Incredibly, since signing to Planet Mu in 2003 this is The Gasman’s nineteenth album and his second for Onomatopoeia Records, after 2016’s 80s-inflected Aeriform, and it is perhaps the logical progression from that record. Spread across four sides and sixteen tracks, this release continues the skittering beats and themes of restlessness although side B, in particular, is noticeably more ambient, with only occasional darker interludes (‘Retention’’s disjointed runout certainly has no place in a chill-out room while ‘Cessation’ stops just short of Future Sound of London territory, but is still two-minutes of beatless euphoria). There are also periods of unexpected chin-stroking experimentation. ‘Wizards Sleeve’ is piano led, the beat only coming in at the five-minute mark and again pushing the boundaries of what can be classed as house music.

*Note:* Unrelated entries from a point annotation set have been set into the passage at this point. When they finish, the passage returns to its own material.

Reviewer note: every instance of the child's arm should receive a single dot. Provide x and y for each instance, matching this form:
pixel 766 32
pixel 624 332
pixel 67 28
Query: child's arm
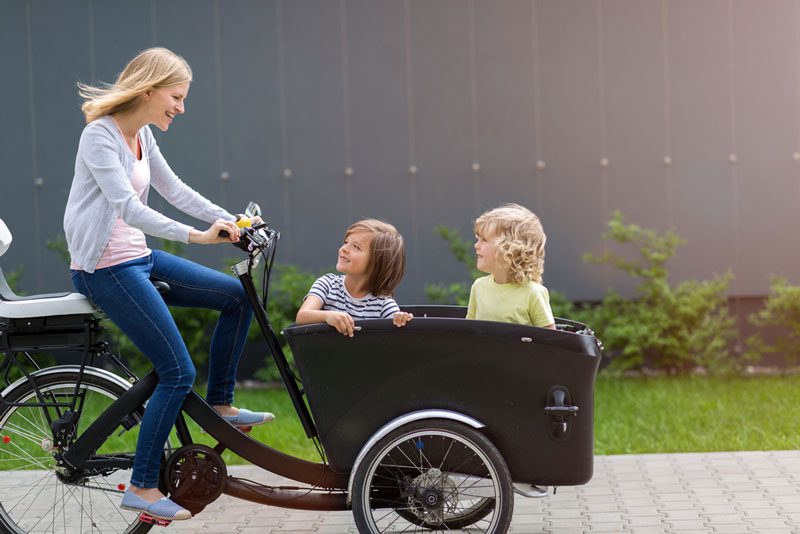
pixel 539 309
pixel 401 318
pixel 391 309
pixel 472 301
pixel 311 312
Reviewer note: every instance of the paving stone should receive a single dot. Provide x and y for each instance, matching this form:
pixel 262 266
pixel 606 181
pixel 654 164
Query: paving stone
pixel 645 529
pixel 714 493
pixel 646 520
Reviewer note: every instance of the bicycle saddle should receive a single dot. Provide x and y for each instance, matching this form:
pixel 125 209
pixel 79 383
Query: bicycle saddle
pixel 13 306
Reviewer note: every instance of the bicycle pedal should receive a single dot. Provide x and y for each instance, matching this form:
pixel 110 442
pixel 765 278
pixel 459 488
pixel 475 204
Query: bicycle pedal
pixel 150 520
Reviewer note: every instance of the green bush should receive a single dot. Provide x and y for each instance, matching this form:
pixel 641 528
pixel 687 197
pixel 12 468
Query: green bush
pixel 676 328
pixel 781 310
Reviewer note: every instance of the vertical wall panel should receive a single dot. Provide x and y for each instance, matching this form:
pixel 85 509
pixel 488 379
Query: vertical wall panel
pixel 634 97
pixel 16 145
pixel 440 43
pixel 701 136
pixel 504 79
pixel 316 86
pixel 60 52
pixel 315 130
pixel 116 43
pixel 379 123
pixel 571 145
pixel 634 117
pixel 250 87
pixel 765 127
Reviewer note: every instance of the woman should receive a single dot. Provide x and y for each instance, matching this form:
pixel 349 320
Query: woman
pixel 105 222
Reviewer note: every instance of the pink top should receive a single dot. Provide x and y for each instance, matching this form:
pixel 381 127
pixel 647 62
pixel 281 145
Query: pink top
pixel 126 242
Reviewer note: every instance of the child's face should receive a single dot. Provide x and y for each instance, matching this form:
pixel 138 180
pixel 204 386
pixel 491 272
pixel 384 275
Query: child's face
pixel 354 254
pixel 486 253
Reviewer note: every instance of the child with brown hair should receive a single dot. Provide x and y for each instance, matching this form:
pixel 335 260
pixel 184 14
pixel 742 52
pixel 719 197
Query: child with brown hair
pixel 510 249
pixel 372 260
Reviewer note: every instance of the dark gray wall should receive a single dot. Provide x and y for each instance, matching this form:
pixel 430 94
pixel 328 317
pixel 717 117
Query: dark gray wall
pixel 680 113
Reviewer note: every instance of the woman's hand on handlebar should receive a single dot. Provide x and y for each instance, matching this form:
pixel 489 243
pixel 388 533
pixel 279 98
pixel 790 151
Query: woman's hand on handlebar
pixel 215 234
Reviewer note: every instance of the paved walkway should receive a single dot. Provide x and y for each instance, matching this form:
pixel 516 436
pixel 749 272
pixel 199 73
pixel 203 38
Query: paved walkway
pixel 727 493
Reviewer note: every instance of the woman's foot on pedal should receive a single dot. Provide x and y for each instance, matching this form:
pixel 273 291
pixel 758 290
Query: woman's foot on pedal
pixel 164 508
pixel 246 418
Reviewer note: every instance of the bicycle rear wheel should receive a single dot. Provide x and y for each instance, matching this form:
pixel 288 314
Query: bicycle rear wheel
pixel 36 495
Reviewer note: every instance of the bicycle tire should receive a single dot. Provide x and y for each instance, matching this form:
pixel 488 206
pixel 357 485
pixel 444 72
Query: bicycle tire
pixel 36 500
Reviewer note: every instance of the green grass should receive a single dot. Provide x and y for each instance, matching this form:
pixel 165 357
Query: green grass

However, with musical deviations such as a church organ track that hardly dips into the IDM discipline at all, it’s difficult to tell if these are wilful transgressions or half-realised neo-classical ideas. In fact the second half of this record relies too much on Jean Michel Jarre influenced keyboard flourishes extended to five minutes and beyond, albeit in nuanced retro futurism, that conjure a man in a lab coat hunched over a vintage Yamaha a la Tomorrow’s World. Ironically the tried and tested formulas work best on Controlled Hallucination so the textbook arpeggios of ‘Torse Low’, motorik trance of ‘Anti Notice’ and the title track’s ascending peaks are still highlights and well worth investing the time to give Controlled Hallucination a listen.
Controlled Hallucination is out on 9th November through Onomatopoeia Records.